Title: Mary Boleyn: The Great and Infamous Whore
Author: Alison Weir
Genre: History, Biography
Format: Audiobook (length 13 hours, 11 minutes)
Published: 2011 (audiobook released Sept 2012)
Source: Library
Rating: 4 out of 5


Of all the periods in English history, the time of the Tudors is the one that fascinates me most. The people, the politics, the intrigue. Over the years, I’ve lost count of how many books I’ve read about Henry VIII, his wives and his children. Other than in passing in these books, I’ve never read anything about Mary Boleyn, sister of Anne, mistress of Henry VIII and, quite possibly, mother of at least one of his illegitimate children. Coming across this biography in my local library, written by one of my favourite authors, seemed like a good opportunity to fix that. This was also a bit of an experiment for me as it was an audiobook, not something I normally choose but – with lots of long drives ahead of me in my new job – I thought it may be a good way to fill in the hours on the road.

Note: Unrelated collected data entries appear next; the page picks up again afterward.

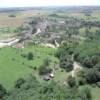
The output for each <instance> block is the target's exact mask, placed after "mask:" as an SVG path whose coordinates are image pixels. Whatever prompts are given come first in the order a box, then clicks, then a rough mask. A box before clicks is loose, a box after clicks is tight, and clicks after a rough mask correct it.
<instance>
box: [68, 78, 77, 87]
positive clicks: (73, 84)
mask: <svg viewBox="0 0 100 100" xmlns="http://www.w3.org/2000/svg"><path fill="white" fill-rule="evenodd" d="M67 83H68V85H69V86H70V87H75V86H76V80H75V78H74V77H72V76H69V77H68V78H67Z"/></svg>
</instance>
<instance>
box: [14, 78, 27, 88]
mask: <svg viewBox="0 0 100 100" xmlns="http://www.w3.org/2000/svg"><path fill="white" fill-rule="evenodd" d="M24 83H25V80H24V79H23V78H20V79H18V80H17V81H16V83H15V88H20V87H21V85H23V84H24Z"/></svg>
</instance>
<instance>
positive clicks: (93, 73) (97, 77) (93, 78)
mask: <svg viewBox="0 0 100 100" xmlns="http://www.w3.org/2000/svg"><path fill="white" fill-rule="evenodd" d="M85 78H86V81H87V83H89V84H93V83H96V82H99V81H100V73H99V72H98V71H97V70H95V69H89V70H87V71H86V73H85Z"/></svg>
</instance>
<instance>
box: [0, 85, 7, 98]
mask: <svg viewBox="0 0 100 100" xmlns="http://www.w3.org/2000/svg"><path fill="white" fill-rule="evenodd" d="M6 94H7V91H6V89H5V88H4V87H3V86H2V85H1V84H0V98H2V97H4V95H6Z"/></svg>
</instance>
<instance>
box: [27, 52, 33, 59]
mask: <svg viewBox="0 0 100 100" xmlns="http://www.w3.org/2000/svg"><path fill="white" fill-rule="evenodd" d="M27 59H28V60H33V53H32V52H29V53H28V55H27Z"/></svg>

The format itself had plus and minuses for me. On the plus side, I enjoyed listening in the car (whereas normally I would just be aimlessly flicking between stations most times) and it made being stuck in traffic much more tolerable. The narration was really clear and had a good pace so I was able to maintain my focus (which I’d been worried about as I do tend to wander when I listen to plays on Radio 4). However, as this was a biography with lots of dates, names and places, there were times when I wished I could go back to more easily to remind myself or check something. By the end, I had learnt to not worry about it too much and just go with the flow but it did take a while.

The book was really interesting, especially because I knew so little about Mary so as a subject it felt new and fresh. It dispelled a lot of myths about Mary and helped me form a much fuller picture of her and her place in history in my mind. It turns out, pretty much everything I thought I knew about Mary wasn’t true and I feel much more sympathetic towards her. My ending up with a more realistic picture of Mary would probably make Alison Weir happy one of her stated intentions was to help readers separate fact from fiction (including The Other Boleyn Girl books and films and The Tudors TV show, which were very popular whilst she was researching and writing this book).

One of the reasons that there are so many myths is that so little is actually known and, over the years, Mary has been subject to some very bad PR, being painted as a woman of “easy virtue” and not too bright. Alison Weir does a good job of building on what little is known to develop a pretty solid picture of Mary; as she does, she explains what she feels is credible evidence and why, and why she has made the assumptions she has. These include reaching the conclusion that not only did Mary have an affair with Henry, she did give birth to his daughter. Rather than being dim-witted or of loose morals, the Mary Weir describes is one who had very little control over her life until her later years, when she took the incredibly brave step for the time of marrying for love, saying “I had rather beg my bread with him than be the greatest queen christened”.

The main problem is this lack of solid facts about Mary, so Weir has to make a lot of assumptions, either from the little information that is available or from the lives of others, including her husband, her father, her sister or Henry’s other mistresses. It means as a reader you really are still not much clearer on the real Mary, unless you chose to see her as Alison Weir does (it’s what I chose to do). In a way, this makes Mary even more intriguing and it’s a pity there won’t likely be the opportunity to ever learn more.

Definitely a good read for history buffs or those, like me, who find the Tudor period fascinating. Is that you?